El 11 de febrero de 1963 –hace 47 años- la escritora Sylvia Plath se suicidó metiendo la cabeza en el horno. Y con ese singular final concluyó una vida que puede leerse como una pieza narrativa en sí misma –Sylvia estuvo internada en un psiquiátrico, recibió electroshocks, quiso matarse demasiadas veces, se casó con un hombre bello y talentoso-, aunque también como una representación descompuesta de lo que era, y en cierto modo sigue siendo, el mito de la realización femenina.
Sylvia fue una gran escritora. Su vida reunió todos los atributos para volverse película de Hollywood –de hecho, se filmó una y el papel lo interpretó Gwyneth Paltrow- pero lo cierto es que su obra fue muy superior a cualquier mito decorado por el marketing. Ni siquiera es que lo suyo fuera un don: era el resultado de una virtud y una filosa mirada poética, pero principalmente de la búsqueda extenuante y dolorosa de la perfección. Sylvia estudiaba las palabras como un entomólogo estudia las partes de un insecto. Las desarmaba, las miraba, las hacía dialogar con el resto del cuerpo, y las ponía a trabajar en pos de un objetivo: la trascendencia literaria. Porque Sylvia, lo dicho, era una gran escritora. Una mujer de letras exquisitas que un día se enamoró del poeta Ted Hughes; que otro día parió dos hijos; y que un tercer día supo lo difícil que puede ser buscar el prestigio vocacional, estar casada con un escritor igualmente ambicioso, y llevar adelante una casa y una crianza bajo una premisa incuestionable: como Hughes necesitaba cultivar su perfil artístico, ella –por épocas- debía enseñar en universidades para llevar un ingreso fijo al hogar.
Ella aceptaba este reparto de tareas. Porque Sylvia, lejos de ser “la loca” que tantos biógrafos retratan, era una mujer empeñada en “ser plena” y seguir los preceptos morales que la “plenitud” deparaba a una mujer de clase media americana: quería casarse con el marido perfecto, ser una esposa perfecta, ser una madre perfecta y ser perfectamente feliz. El problema –la fisura- es que también quería escribir. Y que vivía oscilando en la eterna contradicción que sintetiza en una línea de su poema “Los maniquíes de München”: “La perfección es terrible, no puede tener hijos”.

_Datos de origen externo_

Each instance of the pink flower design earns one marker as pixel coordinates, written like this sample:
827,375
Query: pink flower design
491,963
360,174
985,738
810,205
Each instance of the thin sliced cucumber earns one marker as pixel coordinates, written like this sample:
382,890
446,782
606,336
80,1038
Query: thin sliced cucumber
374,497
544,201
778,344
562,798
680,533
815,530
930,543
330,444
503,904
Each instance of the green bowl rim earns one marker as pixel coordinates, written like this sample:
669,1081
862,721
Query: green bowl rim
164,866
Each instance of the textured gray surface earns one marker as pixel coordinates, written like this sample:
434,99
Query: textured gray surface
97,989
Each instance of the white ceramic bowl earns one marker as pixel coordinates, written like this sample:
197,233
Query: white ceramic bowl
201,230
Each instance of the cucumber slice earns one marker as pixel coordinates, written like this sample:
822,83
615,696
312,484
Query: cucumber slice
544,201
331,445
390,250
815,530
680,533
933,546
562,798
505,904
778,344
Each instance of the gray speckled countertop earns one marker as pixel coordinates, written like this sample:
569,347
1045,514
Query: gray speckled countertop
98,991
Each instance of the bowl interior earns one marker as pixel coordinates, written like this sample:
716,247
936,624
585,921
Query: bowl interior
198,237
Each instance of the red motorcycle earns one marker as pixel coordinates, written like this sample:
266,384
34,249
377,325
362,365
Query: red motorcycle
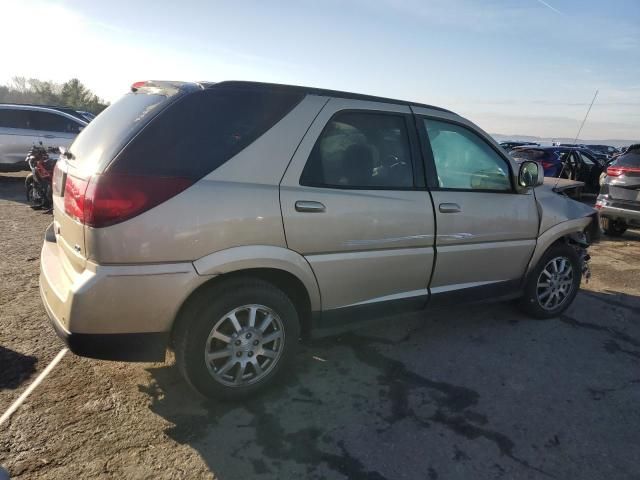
41,162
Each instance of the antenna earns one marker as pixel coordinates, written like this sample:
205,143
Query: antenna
577,136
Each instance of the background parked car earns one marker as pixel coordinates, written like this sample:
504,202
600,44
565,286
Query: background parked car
566,162
619,199
606,150
23,126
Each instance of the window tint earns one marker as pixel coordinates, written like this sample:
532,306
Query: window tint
628,160
202,130
14,118
464,161
363,150
52,122
100,141
585,159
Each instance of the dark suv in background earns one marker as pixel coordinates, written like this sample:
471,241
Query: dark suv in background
619,199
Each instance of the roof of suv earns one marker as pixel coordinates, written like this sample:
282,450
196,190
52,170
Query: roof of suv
279,87
318,91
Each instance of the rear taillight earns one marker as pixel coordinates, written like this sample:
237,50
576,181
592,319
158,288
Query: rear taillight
114,198
617,171
56,182
74,197
105,200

Pasó desde entonces medio siglo, y lo curioso es que la historia de Sylvia es de una rotunda actualidad: las mujeres, salvo excepciones, siguen pagando por su vida emancipada. En su reciente libro –llamado ¿Quién paga? El dinero en la pareja del siglo XXI- la periodista Leni González, colega de Crítica de la Argentina, habla de las diversas formas en que esposas y concubinas absorben los costos domésticos de “ser independientes”. Las mujeres, se deduce de los casos presentados en el libro, pagan porque mantienen a un preclaro que se cree Baudelaire y no quiere “transar con el mercado”; pagan porque el marido se quedó sin trabajo y si bien se apaña como amo de casa –lleva a los nenes a la escuela, hace la comida- el baño no lo limpia ni amenazado de muerte; y pagan porque ante dos personas que desean crecer profesionalmente –por caso, un varón y una mujer quieren hacer sendos posgrados-, la prioridad suele ser para el hombre.

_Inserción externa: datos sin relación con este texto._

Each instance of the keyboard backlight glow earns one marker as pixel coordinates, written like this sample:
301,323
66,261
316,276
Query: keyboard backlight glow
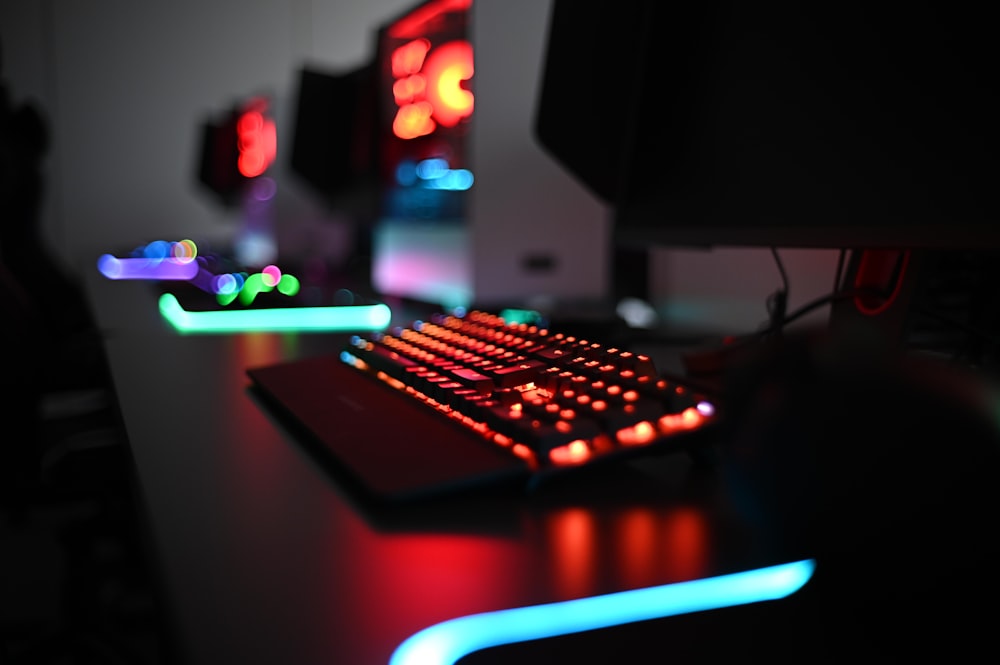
575,452
278,319
445,643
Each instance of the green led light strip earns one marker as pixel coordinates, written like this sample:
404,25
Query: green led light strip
277,319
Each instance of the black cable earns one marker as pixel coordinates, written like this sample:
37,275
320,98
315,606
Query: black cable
777,302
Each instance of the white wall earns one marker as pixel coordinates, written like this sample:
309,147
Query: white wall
125,84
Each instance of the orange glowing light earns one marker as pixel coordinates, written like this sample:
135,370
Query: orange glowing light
429,87
413,120
574,452
407,89
409,58
638,434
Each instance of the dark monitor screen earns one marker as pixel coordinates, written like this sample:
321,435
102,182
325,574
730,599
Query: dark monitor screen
334,144
778,124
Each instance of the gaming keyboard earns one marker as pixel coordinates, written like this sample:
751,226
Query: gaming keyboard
463,401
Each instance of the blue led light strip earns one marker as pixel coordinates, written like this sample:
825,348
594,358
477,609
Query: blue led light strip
446,642
277,319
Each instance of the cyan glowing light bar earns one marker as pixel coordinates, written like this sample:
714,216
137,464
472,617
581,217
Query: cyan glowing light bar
276,319
146,268
446,642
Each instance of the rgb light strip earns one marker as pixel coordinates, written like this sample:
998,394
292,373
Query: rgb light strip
276,319
446,642
146,268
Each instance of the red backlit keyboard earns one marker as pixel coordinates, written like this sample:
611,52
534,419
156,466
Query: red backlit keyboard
459,401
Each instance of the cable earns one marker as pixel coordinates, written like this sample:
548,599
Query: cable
777,302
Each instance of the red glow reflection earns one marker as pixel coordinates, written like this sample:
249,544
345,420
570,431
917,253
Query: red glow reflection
415,24
429,87
640,546
447,67
256,139
575,547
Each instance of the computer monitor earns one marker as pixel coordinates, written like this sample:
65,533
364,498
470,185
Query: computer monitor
334,144
852,125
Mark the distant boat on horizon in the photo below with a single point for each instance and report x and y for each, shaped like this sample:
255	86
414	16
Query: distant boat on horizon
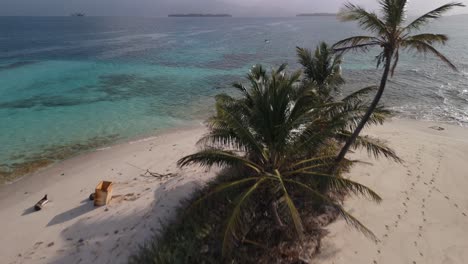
199	15
317	14
78	14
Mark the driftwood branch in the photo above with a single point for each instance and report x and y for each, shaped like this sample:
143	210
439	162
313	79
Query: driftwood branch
159	176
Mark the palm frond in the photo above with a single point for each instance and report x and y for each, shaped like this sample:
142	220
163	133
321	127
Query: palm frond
210	157
360	93
224	187
348	217
291	207
367	20
356	43
432	15
342	184
374	146
394	12
429	38
232	227
424	47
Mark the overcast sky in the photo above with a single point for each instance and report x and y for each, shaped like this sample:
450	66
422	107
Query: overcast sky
163	7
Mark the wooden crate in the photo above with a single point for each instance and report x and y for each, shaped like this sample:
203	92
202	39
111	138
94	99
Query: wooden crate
103	193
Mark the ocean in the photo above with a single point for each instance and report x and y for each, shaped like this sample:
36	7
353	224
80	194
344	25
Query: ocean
73	84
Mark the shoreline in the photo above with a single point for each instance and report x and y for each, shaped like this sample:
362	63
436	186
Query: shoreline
156	134
109	145
70	228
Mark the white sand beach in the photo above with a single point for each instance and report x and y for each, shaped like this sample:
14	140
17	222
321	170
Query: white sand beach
70	229
424	214
422	219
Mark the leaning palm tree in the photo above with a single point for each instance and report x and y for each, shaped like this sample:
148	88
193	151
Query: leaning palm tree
390	34
281	139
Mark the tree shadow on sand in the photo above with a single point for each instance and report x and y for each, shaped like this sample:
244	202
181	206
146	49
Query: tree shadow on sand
115	233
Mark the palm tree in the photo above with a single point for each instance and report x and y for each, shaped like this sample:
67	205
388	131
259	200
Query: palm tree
282	140
322	70
391	35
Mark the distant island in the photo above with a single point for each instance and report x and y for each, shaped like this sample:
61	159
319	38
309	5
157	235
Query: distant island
317	14
77	14
199	15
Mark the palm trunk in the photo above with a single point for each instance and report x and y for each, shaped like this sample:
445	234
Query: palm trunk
383	82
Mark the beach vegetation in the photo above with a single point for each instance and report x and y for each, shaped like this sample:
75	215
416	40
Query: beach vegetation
274	139
390	33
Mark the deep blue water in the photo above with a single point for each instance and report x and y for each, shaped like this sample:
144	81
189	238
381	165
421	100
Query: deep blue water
68	84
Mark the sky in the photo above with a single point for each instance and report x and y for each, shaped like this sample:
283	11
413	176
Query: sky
164	7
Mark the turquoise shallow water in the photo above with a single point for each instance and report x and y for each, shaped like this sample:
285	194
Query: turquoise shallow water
69	84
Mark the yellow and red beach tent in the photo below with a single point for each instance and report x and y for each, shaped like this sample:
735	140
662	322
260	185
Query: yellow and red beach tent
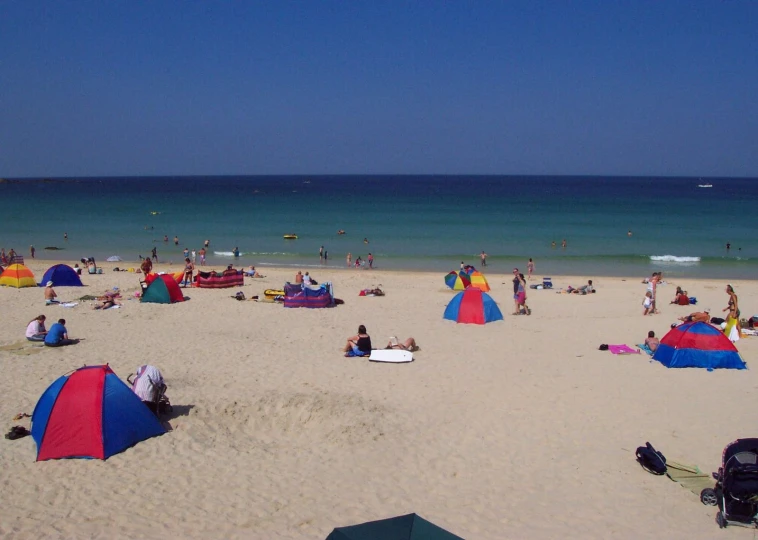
479	281
17	275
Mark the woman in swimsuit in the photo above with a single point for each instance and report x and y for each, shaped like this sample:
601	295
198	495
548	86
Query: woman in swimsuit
188	269
360	344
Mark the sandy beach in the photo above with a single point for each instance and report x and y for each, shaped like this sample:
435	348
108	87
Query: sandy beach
515	429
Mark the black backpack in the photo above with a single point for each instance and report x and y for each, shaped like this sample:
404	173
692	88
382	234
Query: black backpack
651	459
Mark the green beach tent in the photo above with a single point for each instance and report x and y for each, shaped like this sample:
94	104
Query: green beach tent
163	290
410	527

Las mujeres de hoy, en síntesis, se parecen bastante a las mujeres “libres” de hace medio siglo. En ese entonces –ciudad de Boston, fines de la década de 1950- Sylvia Plath dedicaba media jornada a la escritura, mientras que Ted Hughes le destinaba al arte una jornada completa. Linda Wagner-Martin, autora de –a mi entender- su mejor biografía, cuenta algunas escenas muy tristes: Sylvia pasando la aspiradora entre los pies de Hughes mientras él escribía y tiraba papeles al suelo; Hughes riñiendo a Sylvia en público, por no haberle cosido algún botón de su ropa; y Hughes haciendo listas de temas sobre los que él creía que ella podía escribir.
El gran logro profesional –y personal- de Sylvia fue zafar de esas listas. Y animarse a escribir, como lo hizo en un poema, “Yo/ Soy la flecha”. El detalle es que Hughes no soportó ese cambio –o al menos eso se deduce de lo que vino después- y se buscó una amante y luego promovió un divorcio, y la dejó a Sylvia –de por sí un insecto frágil: una palabra- lírica, filosa y sola; peligrosamente a la intemperie. En ese estado, entonces, Sylvia metió la cabeza en el lugar que oficiaba como destino de toda mujer de su época: el horno. En mis ratos más morbosos hasta puedo imaginarla: un 11 de febrero de hace 47 años, durmiéndose y muriéndose con las ondinas del gas, y escribiendo, de esa manera iracunda y femenina, su último poema.
3 comentarios:
Impecable!
Un lujo leerte!
¡Muy bueno!
¡Muy bueno!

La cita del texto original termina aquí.